Bol Sıvı ve Meyve Tüketilmeli
Ayrıca iftarla sahur arasında bol sıvı, sebze ve meyve tüketilmelidir. Tatlı olarak ise ağır hamur işi tatlıların yerine hafif ve sütlü tatlılar tercih edilmelidir. Özellikle yağlı yemeklerde mide boşalması geciktiği için reflü hastalığı belirtileri de artmaktadır. Yemek yedikten sonra hemen yatmanın reflü hastalığı belirtilerini arttırdığı bilinmektedir ve bu nedenle sahurda da çok fazla ve çeşit yemek yenmemesi gerekmektedir.
İftradan Sonra Yürüyüş
Özellikle orucu açtıktan bir saat kadar sonra kırk dakikalık yürüyüşler yapmamız kalp damar sağlığı için önemli olduğu kadar, kaslarımızı güçlendirerek eklem ağrılarımızı da azaltacaktır. Fakat ramazanda birdenbire ağır egzersiz ve spor yapmamamız gerekir.
Hızlı Yemek Reflü Ataklarını Tetikliyor
Uzun açlık süresince midede bazı salgılarda azalma olmaktadır. Bu durum mide ve bağırsakları dış etkenlere karşı daha duyarlı hale getirir ve hafif bir gastrit, iyileşme yolunda olan bir ülser ya da benzer hastalıklar bu şartlar altında belirginleşmeye başlar. Bu yüzden mide şikayetleri olanların ya da geçirilmiş ülser ve mide kanaması gibi geçmişi olanların oruç tutmaya başlamadan önce, mutlaka hekim önerisini dikkate almaları uygun olacaktır.
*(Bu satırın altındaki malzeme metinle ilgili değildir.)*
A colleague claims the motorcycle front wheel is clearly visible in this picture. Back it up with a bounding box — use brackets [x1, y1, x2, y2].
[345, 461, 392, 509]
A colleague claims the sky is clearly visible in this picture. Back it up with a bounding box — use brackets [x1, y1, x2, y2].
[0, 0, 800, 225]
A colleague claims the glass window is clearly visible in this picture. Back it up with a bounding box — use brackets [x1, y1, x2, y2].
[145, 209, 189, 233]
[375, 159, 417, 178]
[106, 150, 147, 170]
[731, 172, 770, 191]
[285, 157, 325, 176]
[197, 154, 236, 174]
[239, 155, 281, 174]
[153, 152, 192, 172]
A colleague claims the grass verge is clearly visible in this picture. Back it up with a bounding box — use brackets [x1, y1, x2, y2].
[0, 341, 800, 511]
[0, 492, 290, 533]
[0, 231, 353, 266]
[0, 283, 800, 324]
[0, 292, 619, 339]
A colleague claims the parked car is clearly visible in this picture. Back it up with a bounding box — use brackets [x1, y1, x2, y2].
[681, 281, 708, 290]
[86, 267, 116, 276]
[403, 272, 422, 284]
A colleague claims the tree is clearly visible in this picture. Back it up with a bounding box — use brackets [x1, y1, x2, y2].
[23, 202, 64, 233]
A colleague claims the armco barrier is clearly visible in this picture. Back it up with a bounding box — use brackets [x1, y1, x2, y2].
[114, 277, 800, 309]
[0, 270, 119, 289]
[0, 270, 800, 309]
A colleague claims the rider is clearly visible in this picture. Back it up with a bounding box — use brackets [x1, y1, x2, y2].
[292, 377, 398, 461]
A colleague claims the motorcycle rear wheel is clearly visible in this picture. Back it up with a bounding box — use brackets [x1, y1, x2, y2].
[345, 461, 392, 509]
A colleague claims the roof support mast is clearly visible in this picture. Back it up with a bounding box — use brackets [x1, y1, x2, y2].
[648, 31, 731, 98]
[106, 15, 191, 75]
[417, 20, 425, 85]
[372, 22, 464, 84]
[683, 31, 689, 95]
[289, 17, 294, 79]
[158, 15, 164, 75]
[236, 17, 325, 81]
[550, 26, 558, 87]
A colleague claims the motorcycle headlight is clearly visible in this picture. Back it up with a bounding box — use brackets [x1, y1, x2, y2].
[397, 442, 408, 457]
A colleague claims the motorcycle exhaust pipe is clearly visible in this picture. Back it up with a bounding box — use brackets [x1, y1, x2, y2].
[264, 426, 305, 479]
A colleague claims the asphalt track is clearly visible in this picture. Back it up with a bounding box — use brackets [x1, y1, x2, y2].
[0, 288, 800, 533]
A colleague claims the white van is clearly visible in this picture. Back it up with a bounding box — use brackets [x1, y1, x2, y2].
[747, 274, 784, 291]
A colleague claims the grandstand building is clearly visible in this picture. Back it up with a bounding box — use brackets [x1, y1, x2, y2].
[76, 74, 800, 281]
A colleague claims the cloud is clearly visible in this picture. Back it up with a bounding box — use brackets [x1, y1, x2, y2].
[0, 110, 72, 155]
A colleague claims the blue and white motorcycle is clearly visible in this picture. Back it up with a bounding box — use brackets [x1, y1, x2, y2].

Sık karşılaşılan reflü hastalığında ise oruç tutmanın sorun yaratabileceği görülmektedir. Normalde reflü hastalarının az az, sık sık yemeleri, yedikten sonra hemen yatmamaları gerekmektedir. Ramazanda ise uzun süre aç kaldıktan sonra iftarda hızlı yemek yemek reflü ataklarını tetikleyecektir.
Oruç tutarken sahur öğününü atlamak sağlığımız için uygun değildir. Buna ilaveten, sahurda tüketilecek besleyici özelliği yüksek olan yiyecekler tüketilmediğinde dengesiz beslenmeye bağlı sağlık sorunları ortaya çıkacaktır. Bu basit önlemler ramazan ayında daha konforlu bir süreç geçirmemizi sağlayabilir.
(Ramazan ve oruç hakkındaki diğer haberler için tıklayınız.)
Yorumlar
Henüz yorum yapılmamış.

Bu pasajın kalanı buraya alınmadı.